Aim: We have recently observed decreased levels of the tumor suppressor WW domain-containing oxidoreductase (WWOX), which plays a housekeeping role in repressing cellular proliferation, in PASMCs isolated from rats with experimental PH-HFpEF and human subjects with obesity and diabetes. As microRNAs (miRNAs) have been shown to regulate WWOX expression in cancers, here we aimed at examining the involvement of miRNAs in WWOX-associated pulmonary vasculature regulation in metabolic syndrome-associated PH-HFpEF.

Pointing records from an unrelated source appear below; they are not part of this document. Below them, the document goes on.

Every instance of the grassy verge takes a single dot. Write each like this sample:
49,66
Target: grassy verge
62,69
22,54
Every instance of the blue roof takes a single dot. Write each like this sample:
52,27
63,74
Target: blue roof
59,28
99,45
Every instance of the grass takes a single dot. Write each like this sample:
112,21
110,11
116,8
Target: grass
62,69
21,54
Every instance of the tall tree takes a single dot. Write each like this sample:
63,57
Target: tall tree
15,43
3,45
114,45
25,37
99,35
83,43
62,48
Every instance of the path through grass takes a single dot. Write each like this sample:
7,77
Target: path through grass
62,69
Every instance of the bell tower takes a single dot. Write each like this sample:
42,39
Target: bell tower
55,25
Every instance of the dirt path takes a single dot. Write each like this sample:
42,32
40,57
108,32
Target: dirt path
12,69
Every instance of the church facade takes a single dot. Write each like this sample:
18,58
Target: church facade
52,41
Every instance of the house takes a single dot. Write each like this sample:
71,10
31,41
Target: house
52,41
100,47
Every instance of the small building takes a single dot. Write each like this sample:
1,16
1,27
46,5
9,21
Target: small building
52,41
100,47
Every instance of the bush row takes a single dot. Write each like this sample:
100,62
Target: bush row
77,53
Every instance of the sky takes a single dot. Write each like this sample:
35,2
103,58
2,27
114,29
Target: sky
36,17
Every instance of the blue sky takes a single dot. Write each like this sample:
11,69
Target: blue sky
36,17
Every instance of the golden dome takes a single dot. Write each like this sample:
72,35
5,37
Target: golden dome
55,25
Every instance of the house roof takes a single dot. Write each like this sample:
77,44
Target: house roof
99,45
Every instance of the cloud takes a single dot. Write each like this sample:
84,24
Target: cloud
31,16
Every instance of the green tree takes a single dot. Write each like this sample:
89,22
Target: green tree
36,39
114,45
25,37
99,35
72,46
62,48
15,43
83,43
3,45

Methods and Results: Among miRNAs that have been associated with reduced WWOX expression, including miR -134-5p, -153-3p, -29a-3b, -29b-3p and -187-5p, we found that miR-134-5p was significantly increased in PASMCs of obese and diabetic subjects. To determine the role of miR-134-5p in the regulation of WWOX in the pulmonary vasculature, we applied exogenous miR-134-5p to human PASMCs. Treatment with miR-134-5p decreased WWOX expression, increased PCNA expression (a cell proliferation marker) and enhanced cellular proliferation. Additionally, human PASMCs challenged with high concentration of glucose, palmitic acid and insulin, which mimic hyperglycemic, hyperlipidemic and hyperinsulinemic conditions, exhibited increased miR-134-5p, accompanied by elevated cellular proliferation.
Conclusions: These studies suggest that miR-134-5p may have a potential role in metabolic syndrome-associated PH-HFpEF through regulating WWOX in the pulmonary vasculature. These studies identify miR-134-5p as a potential therapeutic target for the treatment of metabolic syndrome-associated PH-HFpEF.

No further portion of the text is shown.